Question

If the coefficient of static friction is 0.40, and the same ladder makes a 51° angle with respect to the horizontal, how far along the length of the ladder can a 57.0-kg person climb before the ladder begins to slip? The ladder is 7.5 m in length and has a mass of 21 kg.

Answer 1

To solve this problem, we apply the concepts related to the sum of forces and balance in a diagram that will be attached, in order to identify the behavior, direction and sense of the forces. The objective is to find an expression that is in terms of the mass, the angle, the coefficient of friction and the length that allows us to identify when the ladder begins to slip.
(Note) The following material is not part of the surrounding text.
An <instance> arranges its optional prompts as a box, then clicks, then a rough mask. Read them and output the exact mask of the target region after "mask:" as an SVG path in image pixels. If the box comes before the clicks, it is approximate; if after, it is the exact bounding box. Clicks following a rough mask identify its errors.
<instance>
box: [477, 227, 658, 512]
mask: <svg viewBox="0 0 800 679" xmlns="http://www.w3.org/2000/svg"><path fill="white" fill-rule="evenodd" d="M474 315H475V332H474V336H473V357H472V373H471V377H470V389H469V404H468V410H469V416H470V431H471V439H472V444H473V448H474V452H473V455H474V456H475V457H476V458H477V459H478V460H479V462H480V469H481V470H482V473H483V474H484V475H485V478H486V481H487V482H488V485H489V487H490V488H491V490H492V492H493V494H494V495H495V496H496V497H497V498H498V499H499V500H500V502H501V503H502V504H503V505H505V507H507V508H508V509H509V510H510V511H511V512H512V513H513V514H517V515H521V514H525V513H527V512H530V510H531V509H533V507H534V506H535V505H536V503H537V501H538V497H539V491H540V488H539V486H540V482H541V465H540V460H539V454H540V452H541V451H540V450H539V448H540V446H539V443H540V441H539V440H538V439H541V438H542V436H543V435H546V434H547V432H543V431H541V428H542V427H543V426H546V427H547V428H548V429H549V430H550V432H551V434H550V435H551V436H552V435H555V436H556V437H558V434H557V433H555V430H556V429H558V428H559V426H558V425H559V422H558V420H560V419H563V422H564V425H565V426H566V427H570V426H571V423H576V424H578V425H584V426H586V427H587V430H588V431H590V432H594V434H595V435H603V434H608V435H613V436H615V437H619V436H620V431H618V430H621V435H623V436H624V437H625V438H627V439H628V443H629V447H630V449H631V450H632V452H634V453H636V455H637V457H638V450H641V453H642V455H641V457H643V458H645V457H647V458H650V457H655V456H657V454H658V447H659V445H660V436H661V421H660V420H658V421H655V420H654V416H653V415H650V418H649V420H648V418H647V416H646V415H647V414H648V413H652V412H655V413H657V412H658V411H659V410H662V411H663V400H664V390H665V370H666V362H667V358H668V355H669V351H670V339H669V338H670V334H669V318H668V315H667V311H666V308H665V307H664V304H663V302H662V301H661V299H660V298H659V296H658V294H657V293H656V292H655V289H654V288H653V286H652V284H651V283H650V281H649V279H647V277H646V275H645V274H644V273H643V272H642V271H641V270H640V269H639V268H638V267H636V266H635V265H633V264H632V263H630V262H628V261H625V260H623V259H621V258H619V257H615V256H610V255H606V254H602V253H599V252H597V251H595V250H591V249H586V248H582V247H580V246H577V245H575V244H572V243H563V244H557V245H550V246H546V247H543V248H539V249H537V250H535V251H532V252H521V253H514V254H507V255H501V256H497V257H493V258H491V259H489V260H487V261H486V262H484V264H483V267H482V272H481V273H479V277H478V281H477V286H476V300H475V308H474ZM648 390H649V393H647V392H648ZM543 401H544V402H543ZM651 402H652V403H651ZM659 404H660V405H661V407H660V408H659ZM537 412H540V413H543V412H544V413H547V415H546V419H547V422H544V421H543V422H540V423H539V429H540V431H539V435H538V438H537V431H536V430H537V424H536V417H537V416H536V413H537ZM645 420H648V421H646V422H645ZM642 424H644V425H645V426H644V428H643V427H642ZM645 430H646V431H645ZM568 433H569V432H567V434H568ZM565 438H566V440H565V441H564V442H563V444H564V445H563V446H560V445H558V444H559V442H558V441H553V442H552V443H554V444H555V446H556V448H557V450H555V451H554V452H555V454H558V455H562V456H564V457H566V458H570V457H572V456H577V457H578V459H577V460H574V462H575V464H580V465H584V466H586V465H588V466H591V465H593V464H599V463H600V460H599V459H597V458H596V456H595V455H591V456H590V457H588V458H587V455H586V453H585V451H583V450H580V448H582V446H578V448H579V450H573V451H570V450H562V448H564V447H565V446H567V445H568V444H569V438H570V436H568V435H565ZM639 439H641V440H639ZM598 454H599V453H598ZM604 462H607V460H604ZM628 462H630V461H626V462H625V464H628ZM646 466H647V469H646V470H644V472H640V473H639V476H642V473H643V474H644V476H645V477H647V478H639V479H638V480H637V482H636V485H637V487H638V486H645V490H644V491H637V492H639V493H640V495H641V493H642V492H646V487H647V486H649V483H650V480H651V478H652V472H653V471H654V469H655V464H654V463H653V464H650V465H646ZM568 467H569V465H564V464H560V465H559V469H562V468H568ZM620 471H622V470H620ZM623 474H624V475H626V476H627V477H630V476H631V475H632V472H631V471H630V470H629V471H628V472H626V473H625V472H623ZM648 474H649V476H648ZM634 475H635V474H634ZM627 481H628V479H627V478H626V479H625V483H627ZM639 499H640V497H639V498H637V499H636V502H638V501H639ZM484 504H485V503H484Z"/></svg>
For equilibrium of the ladder we have,

$\sum F_x = 0$

$\sum F_y = 0$

$\sum M_o = 0$

Now we have that

$f_1 = N_2$

$N_1 = mg$

And for equilibrium of the two forces we have finally

$mgdcos\theta = N_2lsin\theta$

Rearranging to find the distance,

$d = \frac{N_2}{mg}ltan\theta$

$d = \frac{f_1}{mg}ltan\theta$

So if we have that the frictional force is equivalent to

$f_1 = \mu N_1$

$f_1 = \mu mg$

$f_1 = (0.4)(57*9.8)$

$f_1 = 223.44N$

With this value we have that

$d = \frac{(0.4)(57)(9.8)}{57*9.8}(7.5) tan(60\°)$

$d = 5.19m$

Therefore can go around to 5.19m before the ladder begins to slip.